Del Toro participou do festival após a exibição da nova versão restaurada de seu aclamado filme, que venceu o Oscar de Melhor Fotografia e Direção de Arte. Originalmente lançado em 2006, O Labirinto do Fauno estreou em Cannes com uma ovação de 22 minutos, recorde histórico no festival. Ao relembrar aquele momento, o diretor confessou sua dificuldade em lidar com tamanha admiração: "Foi muito estranho, porque, apesar do meu grande corpo, não estou acostumado com adulação. É muito difícil para mim aceitar o amor". Ele contou que Alfonso Cuarón, presente na ocasião, lhe disse: "Deixe entrar. Deixe o amor entrar".

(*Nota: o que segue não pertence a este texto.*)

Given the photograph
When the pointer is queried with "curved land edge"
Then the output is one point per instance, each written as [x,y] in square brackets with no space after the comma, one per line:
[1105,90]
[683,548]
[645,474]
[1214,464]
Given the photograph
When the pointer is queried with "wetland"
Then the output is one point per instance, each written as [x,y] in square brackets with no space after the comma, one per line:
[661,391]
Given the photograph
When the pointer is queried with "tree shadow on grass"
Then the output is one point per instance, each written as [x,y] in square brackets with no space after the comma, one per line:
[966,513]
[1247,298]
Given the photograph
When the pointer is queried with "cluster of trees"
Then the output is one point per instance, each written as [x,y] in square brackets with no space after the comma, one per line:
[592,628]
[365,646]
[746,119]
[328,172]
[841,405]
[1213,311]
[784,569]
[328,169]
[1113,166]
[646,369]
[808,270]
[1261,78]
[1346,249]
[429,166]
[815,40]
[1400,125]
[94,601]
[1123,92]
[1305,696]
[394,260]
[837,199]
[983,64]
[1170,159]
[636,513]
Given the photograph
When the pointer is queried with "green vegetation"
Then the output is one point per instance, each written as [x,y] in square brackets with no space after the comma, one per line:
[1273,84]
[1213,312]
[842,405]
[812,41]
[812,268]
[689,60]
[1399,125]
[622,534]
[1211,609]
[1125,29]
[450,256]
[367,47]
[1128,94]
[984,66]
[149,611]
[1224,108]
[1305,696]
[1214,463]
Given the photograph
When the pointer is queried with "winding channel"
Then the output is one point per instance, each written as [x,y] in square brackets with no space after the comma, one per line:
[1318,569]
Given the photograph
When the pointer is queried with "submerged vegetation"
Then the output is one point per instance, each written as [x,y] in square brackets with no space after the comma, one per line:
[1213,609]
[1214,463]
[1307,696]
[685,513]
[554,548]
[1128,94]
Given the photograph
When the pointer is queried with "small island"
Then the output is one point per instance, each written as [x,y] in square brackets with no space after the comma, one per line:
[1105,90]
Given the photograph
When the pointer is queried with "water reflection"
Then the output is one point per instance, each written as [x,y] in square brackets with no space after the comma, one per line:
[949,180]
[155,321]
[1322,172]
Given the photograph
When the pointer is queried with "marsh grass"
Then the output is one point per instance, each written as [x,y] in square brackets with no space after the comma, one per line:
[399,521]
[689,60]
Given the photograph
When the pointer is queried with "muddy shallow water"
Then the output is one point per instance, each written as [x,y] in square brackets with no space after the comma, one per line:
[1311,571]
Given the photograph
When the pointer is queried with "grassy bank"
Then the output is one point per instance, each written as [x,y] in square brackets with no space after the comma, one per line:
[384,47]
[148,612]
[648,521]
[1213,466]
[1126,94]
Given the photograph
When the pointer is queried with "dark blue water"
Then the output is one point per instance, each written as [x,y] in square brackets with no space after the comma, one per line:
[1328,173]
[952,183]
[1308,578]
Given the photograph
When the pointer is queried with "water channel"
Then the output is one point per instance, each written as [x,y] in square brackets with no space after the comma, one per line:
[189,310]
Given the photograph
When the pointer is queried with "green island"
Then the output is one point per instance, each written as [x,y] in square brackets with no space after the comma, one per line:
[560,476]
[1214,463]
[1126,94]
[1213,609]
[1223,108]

Sobre a relevância atual do filme, del Toro afirmou: "Infelizmente, vivemos tempos em que este filme se tornou mais pertinente do que nunca, pois nos dizem que tudo é inútil resistir, que a arte pode ser feita com um aplicativo qualquer, e enfrentamos coisas tão formidáveis". Ele continuou: "Mas eu sinto e penso, como a menina Ofélia em O Labirinto do Fauno, que, se pudermos deixar uma marca, se pudermos opor nossa fé à fé e nossa força à força, há esperança".

O cineasta reforçou sua posição contrária ao uso de IA na arte, declarando: "A última coisa que podemos fazer é ceder a uma dessas duas forças: podemos ceder ao amor ou ao medo. Nunca, jamais, cedam ao medo".

Sua crítica à IA não é novidade. Del Toro já havia se manifestado publicamente contra o uso de ferramentas generativas, afirmando em outras ocasiões que "foda-se a IA" e que preferiria "morrer" a utilizá-la em seus projetos.

A restauração de O Labirinto do Fauno, apresentada na seção Cannes Classics deste ano, foi feita a partir do negativo original de 35mm. Durante o evento, o diretor também relembrou os inúmeros desafios enfrentados na produção do filme há duas décadas.

"Fazer este filme vinte anos atrás era como ir contra tudo o tempo todo", declarou. "Foi a segunda pior experiência de minha carreira como cineasta. A primeira foi Mimic, com os Weinsteins. Aquilo foi horrível". Ele detalhou: "Ninguém queria financiá-lo, e, durante as filmagens, tudo o que podia dar errado, dava errado. E, na pós-produção, foi igualmente difícil".

Apesar dos obstáculos, O Labirinto do Fauno é considerado por muitos como a obra-prima de del Toro e um marco do cinema fantástico moderno.